Jones also directed the film, and he takes what could have been a very stagey, static-feeling piece and makes it visually interesting. The Oscar-winning star of "No Country for Old Men," "The Fugitive" and "Men in Black" talked with Zap2it and a few other outlets last month about filming the movie, the challenge of directing in such a limited space.
Some highlights of the conversation:
What drew him to "The Sunset Limited": "It was very good. I liked this play. I was fascinated with the idea of a dialectic, an essential dialectic rendered in the vernacular of Harlem [Jackson's character] and southern Louisiana and the Ivy League [Jones' character] -- if the Ivy League can be said to have a vernacular. I know that it certainly can. The idea of ... finding a way to make the biggest ideas in the world entertaining -- that's a happy undertaking for me."
Making it visually interesting: "The challenge was to make it dynamic, visually dynamic, two guys sitting in a room talking. You could do it with almost no blocking. The [script] says there's a table in the middle of the room and two chairs. I could put one actor in one chair, one actor in the other, then sit there for 90 minutes. But it's not visually interesting. See, you have to ... look for ways to motivate blocking, motivate ways to get up and move, thereby motivating a movement by the camera -- a way to gracefully keep things moving in a natural way. And that helps. [Laughs] A 40-millimeter lens on you from this far away [points imaginary camera at eye level] has some meaning. If I can contrive a way to put that lens here [the imaginary camera moves to just above the floor], we have a whole different implication. And that helps the narrative."
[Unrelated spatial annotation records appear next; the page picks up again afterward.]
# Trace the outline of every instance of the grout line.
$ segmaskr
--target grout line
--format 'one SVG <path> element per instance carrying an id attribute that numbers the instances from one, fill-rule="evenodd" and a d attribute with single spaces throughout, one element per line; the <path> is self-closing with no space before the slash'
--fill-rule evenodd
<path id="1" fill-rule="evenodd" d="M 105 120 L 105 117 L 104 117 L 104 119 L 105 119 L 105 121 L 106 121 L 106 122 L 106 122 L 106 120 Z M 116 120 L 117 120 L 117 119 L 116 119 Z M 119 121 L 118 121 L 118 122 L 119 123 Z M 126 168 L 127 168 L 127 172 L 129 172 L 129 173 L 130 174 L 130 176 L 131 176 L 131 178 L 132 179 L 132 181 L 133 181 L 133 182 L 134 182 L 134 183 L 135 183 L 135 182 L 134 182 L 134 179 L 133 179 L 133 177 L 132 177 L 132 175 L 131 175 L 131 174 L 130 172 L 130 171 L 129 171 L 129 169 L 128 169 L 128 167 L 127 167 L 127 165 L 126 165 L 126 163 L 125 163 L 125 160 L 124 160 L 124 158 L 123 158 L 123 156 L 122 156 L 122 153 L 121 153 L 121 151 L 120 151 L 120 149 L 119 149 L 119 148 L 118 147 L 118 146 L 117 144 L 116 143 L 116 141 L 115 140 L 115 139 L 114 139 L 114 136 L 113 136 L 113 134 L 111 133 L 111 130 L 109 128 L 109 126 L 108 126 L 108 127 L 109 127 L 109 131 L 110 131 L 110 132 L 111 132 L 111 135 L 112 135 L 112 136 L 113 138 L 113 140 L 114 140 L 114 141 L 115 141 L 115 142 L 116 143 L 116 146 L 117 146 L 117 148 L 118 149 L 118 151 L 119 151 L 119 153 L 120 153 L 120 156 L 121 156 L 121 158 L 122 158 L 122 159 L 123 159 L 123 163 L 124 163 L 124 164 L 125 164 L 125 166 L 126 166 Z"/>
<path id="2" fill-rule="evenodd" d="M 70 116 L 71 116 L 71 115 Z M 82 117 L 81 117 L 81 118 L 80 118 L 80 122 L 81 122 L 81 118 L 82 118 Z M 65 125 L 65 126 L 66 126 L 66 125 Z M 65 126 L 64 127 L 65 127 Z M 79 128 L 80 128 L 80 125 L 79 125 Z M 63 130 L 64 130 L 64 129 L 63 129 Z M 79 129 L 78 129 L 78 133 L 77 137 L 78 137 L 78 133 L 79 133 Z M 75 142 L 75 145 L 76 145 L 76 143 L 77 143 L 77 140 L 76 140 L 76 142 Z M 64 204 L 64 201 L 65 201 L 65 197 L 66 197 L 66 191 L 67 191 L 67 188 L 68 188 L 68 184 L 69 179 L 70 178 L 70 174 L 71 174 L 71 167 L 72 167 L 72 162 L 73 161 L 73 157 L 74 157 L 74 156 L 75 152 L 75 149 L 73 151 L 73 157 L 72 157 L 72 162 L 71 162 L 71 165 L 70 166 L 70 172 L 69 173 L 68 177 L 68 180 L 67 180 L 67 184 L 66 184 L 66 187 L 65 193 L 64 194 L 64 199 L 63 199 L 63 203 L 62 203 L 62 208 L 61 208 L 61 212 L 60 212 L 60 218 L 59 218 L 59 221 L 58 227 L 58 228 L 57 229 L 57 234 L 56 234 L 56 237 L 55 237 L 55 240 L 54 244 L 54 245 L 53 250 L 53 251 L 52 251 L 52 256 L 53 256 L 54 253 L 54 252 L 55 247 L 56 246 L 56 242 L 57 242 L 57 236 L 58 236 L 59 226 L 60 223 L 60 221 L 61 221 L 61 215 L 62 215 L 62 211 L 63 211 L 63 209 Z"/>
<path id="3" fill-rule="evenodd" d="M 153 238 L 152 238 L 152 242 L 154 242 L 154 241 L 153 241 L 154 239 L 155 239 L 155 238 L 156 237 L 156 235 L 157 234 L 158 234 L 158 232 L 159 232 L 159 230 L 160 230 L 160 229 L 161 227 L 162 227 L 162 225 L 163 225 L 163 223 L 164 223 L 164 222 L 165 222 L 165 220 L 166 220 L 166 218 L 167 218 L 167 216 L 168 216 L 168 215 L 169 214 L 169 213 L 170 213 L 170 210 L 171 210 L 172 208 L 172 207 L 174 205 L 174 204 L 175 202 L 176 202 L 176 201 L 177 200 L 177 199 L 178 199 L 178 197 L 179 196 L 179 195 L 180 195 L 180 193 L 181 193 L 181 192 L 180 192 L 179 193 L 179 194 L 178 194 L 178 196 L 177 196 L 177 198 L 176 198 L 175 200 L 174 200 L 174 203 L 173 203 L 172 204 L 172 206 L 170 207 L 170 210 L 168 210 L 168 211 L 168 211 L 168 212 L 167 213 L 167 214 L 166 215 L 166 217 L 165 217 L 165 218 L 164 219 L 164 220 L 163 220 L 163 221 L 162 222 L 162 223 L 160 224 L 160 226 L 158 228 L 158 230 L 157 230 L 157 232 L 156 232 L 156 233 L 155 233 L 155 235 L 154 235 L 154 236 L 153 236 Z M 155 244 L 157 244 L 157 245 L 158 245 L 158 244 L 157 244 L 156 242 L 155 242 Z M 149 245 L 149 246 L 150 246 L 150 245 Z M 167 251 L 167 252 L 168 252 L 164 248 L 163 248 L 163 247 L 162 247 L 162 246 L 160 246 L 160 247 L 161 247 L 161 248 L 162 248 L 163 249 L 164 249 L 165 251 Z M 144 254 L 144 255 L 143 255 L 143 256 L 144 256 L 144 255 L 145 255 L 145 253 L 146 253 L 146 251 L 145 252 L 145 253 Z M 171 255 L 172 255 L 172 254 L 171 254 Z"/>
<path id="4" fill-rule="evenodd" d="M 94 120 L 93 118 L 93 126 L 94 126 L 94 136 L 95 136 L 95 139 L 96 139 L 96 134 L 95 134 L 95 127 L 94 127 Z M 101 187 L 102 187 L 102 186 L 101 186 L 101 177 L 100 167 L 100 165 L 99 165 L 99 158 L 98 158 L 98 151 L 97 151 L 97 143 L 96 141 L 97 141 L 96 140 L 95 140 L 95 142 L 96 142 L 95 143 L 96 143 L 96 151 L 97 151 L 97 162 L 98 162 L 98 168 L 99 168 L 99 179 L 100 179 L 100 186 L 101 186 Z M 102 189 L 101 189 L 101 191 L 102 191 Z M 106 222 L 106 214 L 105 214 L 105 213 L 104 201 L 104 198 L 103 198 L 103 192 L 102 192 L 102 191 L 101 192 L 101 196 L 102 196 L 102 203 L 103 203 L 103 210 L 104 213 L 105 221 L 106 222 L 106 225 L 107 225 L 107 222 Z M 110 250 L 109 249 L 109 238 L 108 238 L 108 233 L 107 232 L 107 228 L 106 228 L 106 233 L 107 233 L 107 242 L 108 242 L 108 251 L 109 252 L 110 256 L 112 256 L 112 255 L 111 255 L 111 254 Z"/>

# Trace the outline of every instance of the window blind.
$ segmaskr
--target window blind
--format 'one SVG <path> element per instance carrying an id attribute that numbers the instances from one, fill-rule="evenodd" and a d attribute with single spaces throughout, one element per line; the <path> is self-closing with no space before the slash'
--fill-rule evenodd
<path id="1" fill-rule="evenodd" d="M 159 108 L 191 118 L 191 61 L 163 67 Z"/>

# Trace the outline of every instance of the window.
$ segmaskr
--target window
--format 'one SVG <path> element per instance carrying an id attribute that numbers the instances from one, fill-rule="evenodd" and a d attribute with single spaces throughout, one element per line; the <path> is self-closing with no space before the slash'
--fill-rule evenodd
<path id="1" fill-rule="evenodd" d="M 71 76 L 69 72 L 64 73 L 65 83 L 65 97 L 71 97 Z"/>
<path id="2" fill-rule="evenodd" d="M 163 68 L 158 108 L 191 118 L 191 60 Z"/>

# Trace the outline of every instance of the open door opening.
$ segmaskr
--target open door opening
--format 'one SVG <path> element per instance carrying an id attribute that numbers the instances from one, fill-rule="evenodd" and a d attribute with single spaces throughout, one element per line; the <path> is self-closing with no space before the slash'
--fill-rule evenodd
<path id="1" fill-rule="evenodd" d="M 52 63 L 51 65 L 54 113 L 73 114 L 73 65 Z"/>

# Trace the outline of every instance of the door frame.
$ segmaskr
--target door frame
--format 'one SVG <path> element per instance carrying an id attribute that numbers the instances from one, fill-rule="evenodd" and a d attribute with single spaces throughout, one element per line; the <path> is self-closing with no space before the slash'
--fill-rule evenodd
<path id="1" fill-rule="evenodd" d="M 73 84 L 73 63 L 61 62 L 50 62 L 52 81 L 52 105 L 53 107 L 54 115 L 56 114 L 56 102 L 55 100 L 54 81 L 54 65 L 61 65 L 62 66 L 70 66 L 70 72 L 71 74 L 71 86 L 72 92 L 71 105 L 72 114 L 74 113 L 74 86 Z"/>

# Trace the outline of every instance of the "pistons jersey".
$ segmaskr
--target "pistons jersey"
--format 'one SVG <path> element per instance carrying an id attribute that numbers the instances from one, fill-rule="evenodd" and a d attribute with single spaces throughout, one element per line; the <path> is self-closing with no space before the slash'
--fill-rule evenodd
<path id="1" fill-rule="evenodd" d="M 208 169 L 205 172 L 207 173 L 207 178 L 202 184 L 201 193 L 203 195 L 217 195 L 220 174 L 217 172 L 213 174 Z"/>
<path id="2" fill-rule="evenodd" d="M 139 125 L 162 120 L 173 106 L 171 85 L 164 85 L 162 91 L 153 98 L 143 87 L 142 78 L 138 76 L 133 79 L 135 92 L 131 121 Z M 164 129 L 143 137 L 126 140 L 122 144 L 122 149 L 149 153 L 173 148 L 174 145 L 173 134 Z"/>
The challenges of a two-character piece: "It's about how to keep things interesting to the eye. The other challenge was that we had 14 days to shoot it, so our lowest daily page count was 11. You probably know that on most feature films you're pretty lucky if you can average one and a half pages a day. I had to figure out a way to do better than that. Our highest daily page count was 14. So that took some planning. ...
"The other thing is having a dynamic set. We were very careful putting the set together. It was designed with 11 different pieces to the walls, so I could fly one, two, three, four, five or six, as many pieces as I wanted. 'Fly' is a theatrical term derived from the days when a winch would pull up a piece of scenery and fly it up into the flyspace. In movies, it just means that somebody picks it up and carries it away. So that enabled us to have a more athletic camera. ... And, of course, Sam had to know not just a day and a half of dialogue, he had to be able to do pages of it. At any time. And so did I. So the actors had to be thoroughly prepared to do long takes and work consistently over a space of time with the camera, to know how to relate to the camera if it's here, and then two and a half minutes later -- well, for two and a half minutes to know exactly where it was and how you related to it as it moved and as you moved."
Making the movie for HBO rather than as a theatrical film: "The first thing that would happen if you wanted to make a feature film of this is that somebody who [laughs] -- somebody who speaks in clichés would tell you, 'We have to open it up.' And I'd say, 'What the hell are you talking about?' They'd say, 'There are no exteriors. Put in the exteriors!' Which, of course, would kill the play.
"This play is dialectic, and that means that two people are talking. The whole point of writing, performing, or seeing this play is to observe that form, and ... it really doesn't lend itself to theatrical film. ... It's a hard sell, too, to the broader audience. But I think people will figure out that this play is a lot of fun."